PicoClaw prevents 429 errors from LLM provider APIs by enforcing configurable per-model request-rate limits before sending each request. Unlike the reactive cooldown/fallback system (which activates after a 429 is received), rate limiting is proactive: it keeps outbound QPS within the provider's free-tier or plan limits.

How it works

Each rate-limited model gets a token bucket:

  • Capacity = rpm (burst size equals the per-minute limit)
  • Refill rate = rpm / 60 tokens per second
  • Tokens are consumed one per LLM call; if the bucket is empty, the call blocks until a token refills or the request context is cancelled

Call chain integration

The rate limiter runs after the cooldown check and before the provider call:

FallbackChain.Execute()
├─ CooldownTracker.IsAvailable() ← skip if post-429 cooldown active
├─ RateLimiterRegistry.Wait() ← block until token available
└─ provider.Chat() ← actual LLM HTTP call

Candidates already in cooldown are skipped entirely. Candidates that are available get throttled to the configured RPM.

Configuration

Set rpm on any model entry in model_list:

{
"model_list": [
{
"model_name": "gpt-4o-free",
"model": "openai/gpt-4o",
"api_keys": ["sk-..."],
"rpm": 3
},
{
"model_name": "claude-haiku",
"model": "anthropic/claude-haiku-4-5",
"api_keys": ["sk-ant-..."],
"rpm": 60
},
{
"model_name": "local-llm",
"model": "ollama/llama3"
}
]
}
FieldTypeDefaultDescription
rpmint0Requests per minute. 0 means no limit.

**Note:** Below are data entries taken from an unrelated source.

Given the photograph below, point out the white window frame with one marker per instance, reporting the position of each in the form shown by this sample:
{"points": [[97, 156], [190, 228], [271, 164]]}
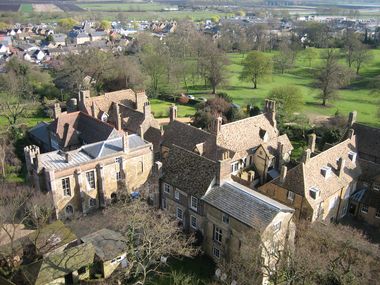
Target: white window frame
{"points": [[277, 227], [291, 196], [225, 218], [218, 234], [89, 202], [167, 188], [118, 175], [66, 186], [88, 179], [195, 208], [192, 219], [164, 203], [177, 195], [216, 252], [179, 217]]}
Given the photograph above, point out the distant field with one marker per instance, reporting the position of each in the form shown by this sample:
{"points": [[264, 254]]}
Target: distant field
{"points": [[359, 96], [137, 7]]}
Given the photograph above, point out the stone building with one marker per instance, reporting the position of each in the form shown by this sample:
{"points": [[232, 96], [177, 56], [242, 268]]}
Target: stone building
{"points": [[70, 130], [89, 177], [250, 150], [124, 109], [233, 210], [320, 186], [365, 202]]}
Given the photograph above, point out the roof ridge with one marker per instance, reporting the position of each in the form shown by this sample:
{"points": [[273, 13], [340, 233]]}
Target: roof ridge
{"points": [[245, 119], [255, 194], [193, 153]]}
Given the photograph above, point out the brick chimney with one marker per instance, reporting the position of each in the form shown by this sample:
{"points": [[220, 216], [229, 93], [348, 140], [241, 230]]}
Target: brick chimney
{"points": [[284, 172], [173, 113], [306, 156], [56, 110], [147, 109], [125, 142], [270, 111], [217, 125], [118, 124], [311, 142], [352, 118], [341, 165]]}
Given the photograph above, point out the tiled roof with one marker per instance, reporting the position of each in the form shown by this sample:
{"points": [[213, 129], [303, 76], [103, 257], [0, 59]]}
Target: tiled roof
{"points": [[108, 244], [188, 171], [57, 265], [245, 205], [304, 176], [104, 102], [368, 139], [187, 137], [81, 128], [245, 134], [271, 147], [55, 160]]}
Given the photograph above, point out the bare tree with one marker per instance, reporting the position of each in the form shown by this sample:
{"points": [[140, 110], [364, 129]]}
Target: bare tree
{"points": [[331, 76], [151, 236]]}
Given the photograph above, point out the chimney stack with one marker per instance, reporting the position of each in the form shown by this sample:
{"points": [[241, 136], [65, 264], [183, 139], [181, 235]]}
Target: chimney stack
{"points": [[352, 118], [306, 156], [284, 172], [173, 113], [217, 125], [67, 157], [56, 110], [147, 109], [142, 132], [341, 165], [125, 142], [350, 134], [118, 124], [311, 142]]}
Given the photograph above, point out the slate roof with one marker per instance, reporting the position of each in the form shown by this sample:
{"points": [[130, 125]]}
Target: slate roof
{"points": [[81, 128], [188, 171], [57, 265], [108, 244], [304, 176], [245, 205], [55, 160], [245, 134], [368, 139], [187, 137]]}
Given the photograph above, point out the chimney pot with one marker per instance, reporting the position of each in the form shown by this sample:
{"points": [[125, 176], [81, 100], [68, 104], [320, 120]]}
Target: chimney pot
{"points": [[306, 156], [311, 142], [284, 172]]}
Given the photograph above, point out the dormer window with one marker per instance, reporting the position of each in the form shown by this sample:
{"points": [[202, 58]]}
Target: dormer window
{"points": [[314, 193], [326, 171], [352, 156]]}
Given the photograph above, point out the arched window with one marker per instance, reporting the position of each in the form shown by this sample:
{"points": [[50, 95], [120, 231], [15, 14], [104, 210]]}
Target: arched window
{"points": [[69, 210]]}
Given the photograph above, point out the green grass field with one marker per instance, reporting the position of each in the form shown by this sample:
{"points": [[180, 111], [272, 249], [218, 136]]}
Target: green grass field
{"points": [[140, 7], [26, 8], [358, 96]]}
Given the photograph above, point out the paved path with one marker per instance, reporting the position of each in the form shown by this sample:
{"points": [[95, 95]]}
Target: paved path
{"points": [[165, 121]]}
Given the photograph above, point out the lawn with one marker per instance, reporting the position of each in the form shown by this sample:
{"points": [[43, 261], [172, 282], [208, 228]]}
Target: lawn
{"points": [[201, 267], [358, 96], [26, 8]]}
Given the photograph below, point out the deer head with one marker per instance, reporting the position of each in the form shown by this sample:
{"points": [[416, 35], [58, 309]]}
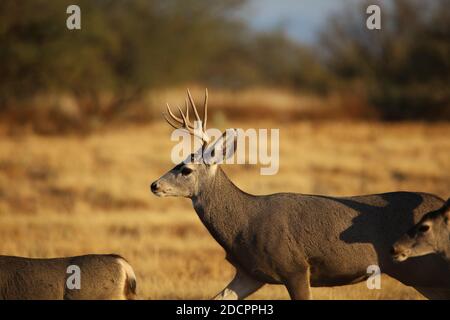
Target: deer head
{"points": [[190, 176], [430, 235]]}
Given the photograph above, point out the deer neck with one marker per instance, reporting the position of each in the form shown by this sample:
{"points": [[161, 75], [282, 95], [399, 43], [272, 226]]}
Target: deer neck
{"points": [[223, 208]]}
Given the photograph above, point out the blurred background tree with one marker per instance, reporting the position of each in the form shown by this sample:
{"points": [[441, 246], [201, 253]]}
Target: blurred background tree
{"points": [[404, 68], [126, 48]]}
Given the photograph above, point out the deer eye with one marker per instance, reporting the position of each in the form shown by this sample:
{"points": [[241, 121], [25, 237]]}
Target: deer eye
{"points": [[186, 171]]}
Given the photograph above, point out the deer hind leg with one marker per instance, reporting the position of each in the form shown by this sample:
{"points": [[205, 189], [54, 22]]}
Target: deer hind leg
{"points": [[239, 288], [298, 286]]}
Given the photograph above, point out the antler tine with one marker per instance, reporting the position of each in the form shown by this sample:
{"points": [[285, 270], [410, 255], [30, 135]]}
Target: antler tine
{"points": [[185, 122], [205, 110], [170, 123], [187, 108], [193, 106], [177, 119], [172, 115]]}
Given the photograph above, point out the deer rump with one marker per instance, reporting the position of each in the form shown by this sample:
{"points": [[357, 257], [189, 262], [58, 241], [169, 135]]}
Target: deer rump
{"points": [[336, 238]]}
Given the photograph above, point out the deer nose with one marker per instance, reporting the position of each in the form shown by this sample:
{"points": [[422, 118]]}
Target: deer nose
{"points": [[393, 251], [154, 186]]}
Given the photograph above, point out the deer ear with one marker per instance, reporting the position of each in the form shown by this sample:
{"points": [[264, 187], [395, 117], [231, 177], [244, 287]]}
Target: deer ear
{"points": [[222, 149], [447, 214]]}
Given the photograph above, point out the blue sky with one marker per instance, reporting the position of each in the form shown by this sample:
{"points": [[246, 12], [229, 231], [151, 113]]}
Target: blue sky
{"points": [[301, 19]]}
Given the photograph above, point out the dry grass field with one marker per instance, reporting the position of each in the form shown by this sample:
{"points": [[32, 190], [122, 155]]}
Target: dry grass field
{"points": [[73, 195]]}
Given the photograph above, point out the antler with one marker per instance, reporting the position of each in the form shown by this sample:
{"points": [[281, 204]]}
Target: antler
{"points": [[185, 123]]}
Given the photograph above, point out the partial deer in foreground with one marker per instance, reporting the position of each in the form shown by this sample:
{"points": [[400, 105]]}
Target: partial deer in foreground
{"points": [[103, 277], [430, 235], [298, 240]]}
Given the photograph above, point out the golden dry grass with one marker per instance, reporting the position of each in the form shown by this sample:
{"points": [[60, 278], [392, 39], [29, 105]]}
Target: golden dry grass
{"points": [[73, 195]]}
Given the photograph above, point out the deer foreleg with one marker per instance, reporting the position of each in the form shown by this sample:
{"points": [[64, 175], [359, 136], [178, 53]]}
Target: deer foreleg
{"points": [[239, 288]]}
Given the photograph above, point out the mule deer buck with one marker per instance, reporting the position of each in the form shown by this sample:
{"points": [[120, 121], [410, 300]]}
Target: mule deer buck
{"points": [[297, 240], [430, 235], [101, 277]]}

Interaction with fallbacks

When a model has fallbacks configured, each candidate is rate-limited independently. If the current candidate's bucket is empty, PicoClaw skips it and tries the next fallback immediately. Only the last remaining candidate waits for a token to refill.

{
"model_list": [
{
"model_name": "primary",
"model": "openai/gpt-4o",
"api_keys": ["sk-..."],
"rpm": 5
},
{
"model_name": "backup",
"model": "gemini/gemini-2.5-flash",
"api_keys": ["your-gemini-key"],
"rpm": 60
}
],
"agents": {
"defaults": {
"model": {
"primary": "primary",
"fallbacks": ["backup"]
}
}
}
}

Burst behavior

The bucket starts full with rpm tokens. For rpm: 3, the first 3 requests fire instantly (one token each); after the bucket empties, one token refills every 20 s (= 60 / rpm), spacing subsequent requests accordingly.